No More Scarlet Letter: FDA’s Scientific Considerations Biosimilars Guidance Clarifies, Adds and Subtracts Various Approval Requirements, But Perhaps the Most Significant Change is to Biosimilar Labeling

May 14, 2015

By James C. Shehan

Of the three FDA final guidances that FDA recently released (here, here and  here), the Questions and Answers guidance has received the most attention (see our previous post here).   But our perusal of the ScientificConsiderations in Demonstrating Biosimilarity to a Reference Product guidance also revealed a number of changes that will significantly affect how sponsors collect the data needed to support a biosimilar approval.  Below is a review of our choices for the most significant of these changes, first touching on those that seem to make approval easier and then turning to those that potentially make it more difficult.  And at the end, we discuss major changes made to the guidance that do not fit into the category of scientific data needed to support approval – the scarlet letter referred to above.

The first significant change in the guidance relaxes the requirement that a sponsorcompare its proposed biosimilar product directly with U.S.-licensed reference product.  FDA added the qualifier “unless it can be scientifically justified that such a study is not needed,” thereby opening the door to using product sourced from outside the US.  Another possible boon to biosimilar developers appears when FDA discusses approaches to developing evidence of biosimilarity.  FDA reiterates its preference for a step-wise approach but notes that sometimes tests may be conducted “in parallel.” 

Some animal toxicity study requirements are also relaxed.  For example, FDA notes that “if comparative structural and functional data … provide strong support for analytical similarity to a reference product, then limited animal toxicity data may be sufficient to support initial clinical use.”  FDA deleted a sentence recommending additional comparative in vitro testing if animal toxicity studies are not warranted. 
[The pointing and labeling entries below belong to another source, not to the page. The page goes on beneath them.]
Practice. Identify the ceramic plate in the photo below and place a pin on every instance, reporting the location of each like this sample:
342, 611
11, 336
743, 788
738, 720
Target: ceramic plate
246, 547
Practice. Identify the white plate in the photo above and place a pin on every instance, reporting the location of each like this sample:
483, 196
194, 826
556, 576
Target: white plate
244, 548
In the clinical studies section, after providing a list of issues that sponsors need to assess in scientifically justifying extrapolation across indications, FDA added that “Differences between conditions of use with respect to the factors described above do not necessarily preclude extrapolation.  A scientific justification should address these differences in the context of the totality of the evidence supporting a demonstration of biosimilarity.”  FDA now also advises sponsors that in choosing which indication to extrapolate form, they should choose one that is adequately sensitive, as opposed to the draft guidance’s “most sensitive” admonition.  And there is a key change to the FDA recommendation on study populations, a shift from recommending similar study populations as “essential” to FDA now advising biosimilar sponsors that “there are cases where a study population could be different from that in the clinical studies that supported the licensure of the reference product.”
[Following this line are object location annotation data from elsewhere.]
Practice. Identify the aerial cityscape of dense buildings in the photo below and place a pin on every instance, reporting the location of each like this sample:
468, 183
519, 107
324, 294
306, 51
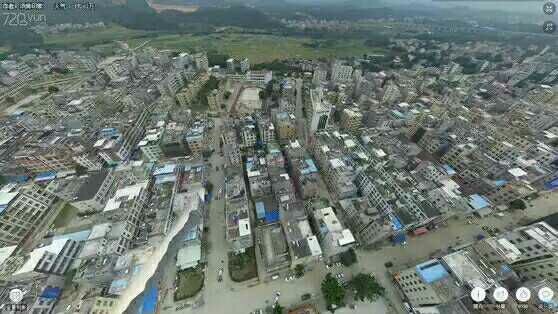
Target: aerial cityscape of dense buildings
149, 180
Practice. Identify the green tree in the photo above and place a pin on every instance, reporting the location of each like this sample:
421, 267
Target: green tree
278, 309
366, 287
518, 204
333, 292
209, 186
299, 270
348, 257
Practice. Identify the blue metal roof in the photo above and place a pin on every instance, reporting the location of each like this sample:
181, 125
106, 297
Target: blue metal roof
166, 169
478, 202
17, 179
396, 224
500, 182
399, 238
45, 176
449, 170
51, 293
552, 184
260, 210
431, 271
149, 301
271, 216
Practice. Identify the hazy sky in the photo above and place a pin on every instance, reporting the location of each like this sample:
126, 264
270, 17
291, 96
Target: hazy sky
534, 7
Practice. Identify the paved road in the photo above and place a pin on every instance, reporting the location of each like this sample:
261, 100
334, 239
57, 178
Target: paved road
300, 121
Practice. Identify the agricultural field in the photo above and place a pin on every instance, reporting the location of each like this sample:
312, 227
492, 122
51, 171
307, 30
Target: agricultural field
73, 40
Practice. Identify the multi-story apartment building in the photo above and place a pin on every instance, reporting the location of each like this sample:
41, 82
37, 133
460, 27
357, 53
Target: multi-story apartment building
367, 223
333, 237
266, 130
237, 218
531, 251
201, 61
22, 211
351, 120
341, 73
318, 111
248, 135
285, 126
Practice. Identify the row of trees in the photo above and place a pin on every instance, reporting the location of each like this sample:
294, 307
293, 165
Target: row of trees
364, 286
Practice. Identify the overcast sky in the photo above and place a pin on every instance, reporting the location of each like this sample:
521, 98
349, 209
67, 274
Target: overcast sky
534, 7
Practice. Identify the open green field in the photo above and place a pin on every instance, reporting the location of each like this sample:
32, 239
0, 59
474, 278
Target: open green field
92, 37
259, 48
As for possible heightened standards, in the structural analyses section, FDA added that formulation changes and product related impurities should be considered when comparing biosimilars to reference products.  When conducting structural analyses, sponsors also are now asked to consider characterizing lots during process development and to conduct analytical similarity assessments when they make changes in the manufacturing process.  In addition, a suggestion that sponsors might use a stand-alone instead of a comparative animal toxicology study was deleted.   

Most of the changes that may make approval more difficult to achieve occur in the clinical studies section.  FDA added a paragraph that notes that it expects a sponsor to conduct comparative human PK and PD studies, a clinical immunogenicity assessment, and “if residual uncertainty about biosimilarity remains after conducting these studies,” a comparative clinical study or studies.  In discussing PK and PD studies, the agency added a recommendation that sponsors use a population, dose, and route of administration that are “adequately sensitive to allow for the detection of differences in PK and PD profiles.”

The requirements for immunogenicity studies also appear to have been beefed up considerably, e.g., new recommendations for use of a comparative parallel design in treatment-naïve patients and evaluation of a subset of patients to assess whether a single cross-over from the reference product to the proposed biosimilar would result in a major risk in terms of hypersensitivity, immunogenicity, or other reactions.  Sponsors are now also asked to consider the impact of antibodies on pharmacokinetics.  FDA even added that certain immunogenicity safety risks may need to be evaluated through postmarketing surveillance or studies.

The section on comparative clinical safety and effectiveness studies was substantially rewritten by FDA.  New headings on endpoints, study population, sample size and duration of study and study design and analyses, have been added.  These changes add a good deal of clarity.

So what are the labeling changes referenced at the beginning of this blog that we deem to be so significant?  It’s the deletion of the draft guidance’s requirements that the labeling of biosimilars indicate that they are biosimilars and also call out whether or not they are interchangeable.  While such designations may not have made a biosimilar feel like Hester Prynne, it does seem that mandating such terms be present may have led to some shunning in the marketplace that is today’s town green.